Jazz lovers in Waterloo Street during the Jazz Festival weekend in May. Photo: George Sweeney. DER2217GS-089

Over 70,000 visitors attended the 21st edition of the City of Derry Jazz & Big Band Festival which took place over the May Day bank holiday weekend and plans are already underway for the event in 2023, some calling for increased sponsor contributions.

Returning to its regular format for the first time in three years due to the pandemic, the 21-year festival that has seen artists like Van Morrison, Jools Holland, Jamie Cullum and many more perform, has cemented its reputation as one of the most established and influential musical events on the island of Ireland with a host of new artists including the Liberals Soul Band, Hyde Park Brass Band and Luke Thomas & The Swing Cats.

Members of the Business and Culture Committee learned that this year saw the highest attendance yet, with occupancy peaking at 99.11% on Saturday 30 April. The event had over 60 participating venues with over 400 musical performances. .

Tourism Northern Ireland has donated £15,000 through its sponsorship program for 2022 and Diageo has sponsored the event with £20,000.

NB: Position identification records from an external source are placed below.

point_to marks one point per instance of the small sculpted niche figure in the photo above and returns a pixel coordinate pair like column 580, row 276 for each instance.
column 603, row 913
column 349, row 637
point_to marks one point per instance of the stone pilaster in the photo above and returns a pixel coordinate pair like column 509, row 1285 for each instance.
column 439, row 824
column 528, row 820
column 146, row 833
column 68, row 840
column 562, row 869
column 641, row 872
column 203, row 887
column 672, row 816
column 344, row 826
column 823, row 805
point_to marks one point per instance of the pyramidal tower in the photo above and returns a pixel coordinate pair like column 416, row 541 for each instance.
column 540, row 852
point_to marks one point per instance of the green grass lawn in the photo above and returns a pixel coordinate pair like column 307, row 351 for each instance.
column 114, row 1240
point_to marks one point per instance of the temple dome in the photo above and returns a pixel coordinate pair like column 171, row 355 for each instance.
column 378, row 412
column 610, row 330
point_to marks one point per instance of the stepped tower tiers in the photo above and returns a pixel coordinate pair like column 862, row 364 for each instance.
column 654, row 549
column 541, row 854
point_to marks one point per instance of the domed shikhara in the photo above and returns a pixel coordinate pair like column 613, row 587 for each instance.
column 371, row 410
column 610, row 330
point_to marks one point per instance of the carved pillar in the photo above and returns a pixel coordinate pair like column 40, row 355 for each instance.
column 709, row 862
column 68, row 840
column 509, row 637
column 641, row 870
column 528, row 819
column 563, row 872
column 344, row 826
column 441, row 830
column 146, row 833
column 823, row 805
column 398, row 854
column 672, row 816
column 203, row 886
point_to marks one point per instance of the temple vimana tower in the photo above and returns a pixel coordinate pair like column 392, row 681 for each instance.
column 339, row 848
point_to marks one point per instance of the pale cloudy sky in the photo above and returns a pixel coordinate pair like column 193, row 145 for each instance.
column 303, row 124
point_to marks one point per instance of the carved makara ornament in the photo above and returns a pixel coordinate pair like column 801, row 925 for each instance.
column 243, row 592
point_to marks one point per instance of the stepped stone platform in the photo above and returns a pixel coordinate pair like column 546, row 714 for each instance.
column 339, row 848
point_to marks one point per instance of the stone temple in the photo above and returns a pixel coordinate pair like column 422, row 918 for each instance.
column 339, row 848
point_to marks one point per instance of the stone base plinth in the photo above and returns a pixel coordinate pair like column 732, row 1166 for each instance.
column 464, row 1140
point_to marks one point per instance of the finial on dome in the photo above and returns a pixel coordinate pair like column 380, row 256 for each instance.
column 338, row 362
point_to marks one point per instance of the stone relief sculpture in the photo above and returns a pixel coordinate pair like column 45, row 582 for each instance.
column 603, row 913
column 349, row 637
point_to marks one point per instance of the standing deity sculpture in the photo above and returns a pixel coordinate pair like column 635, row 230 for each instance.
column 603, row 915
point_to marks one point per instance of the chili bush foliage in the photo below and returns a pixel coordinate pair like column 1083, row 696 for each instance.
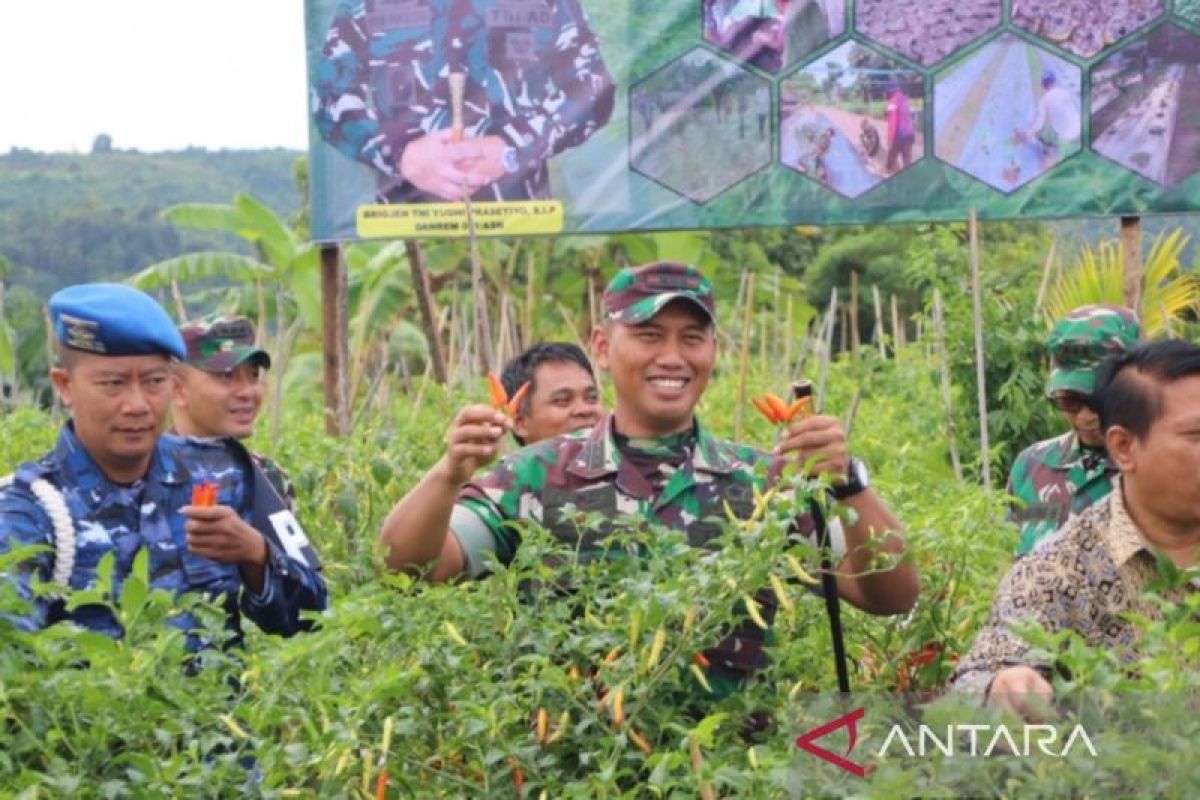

Referring to the 2023 festival, Chief Business Officer Aeidin McCarter said: “For the 2023 event, it is proposed that agents work within the existing fare allocation for the City of Jazz Festival in Derry, which is £120,000, which, it’s important to note, will be subject to confirmation through the 2023/24 pricing process.

The report suggests that in order for the festival to continue to grow and develop, there will be a gradual need for transitional changes, some of which will ultimately lead to the board taking on a coordinating and promotional role, under-distributing the artists most more prominent and touring bands and to deliver on the marketing front.

He suggested that in 2023 Tier 2 venues (must have an entertainment license to be eligible) would contribute 85% to artists’ fees, with the council contributing 15% instead of this year’s 80/20 split .

Sinn Féin Councilor Patricia Logue proposed that the Mayor start conversations with sponsors to increase their contribution to the festival and that venues’ contribution to the cost of acts remain at 80% Tier 2 venues and 20% of the board as ‘the cost of living crisis is impacting business and we want to keep this jazz festival where it is.

SDLP adviser Rory Farrell agreed, saying: ‘It’s good that we’re going to make representations to Guinness and Diageo to see if they can increase their contribution because what they’re giving to Cork compared to what they give us, there’s a huge, huge disparity.

“We are happy to maintain the current subsidy where venues pay 80% of performance costs and we pay 20%. We are living in very uncertain economic times and there are tremendous strains on family finances and this is going to impact the hospitality industry all over this city, so anything we can do to ease this burden, we should do.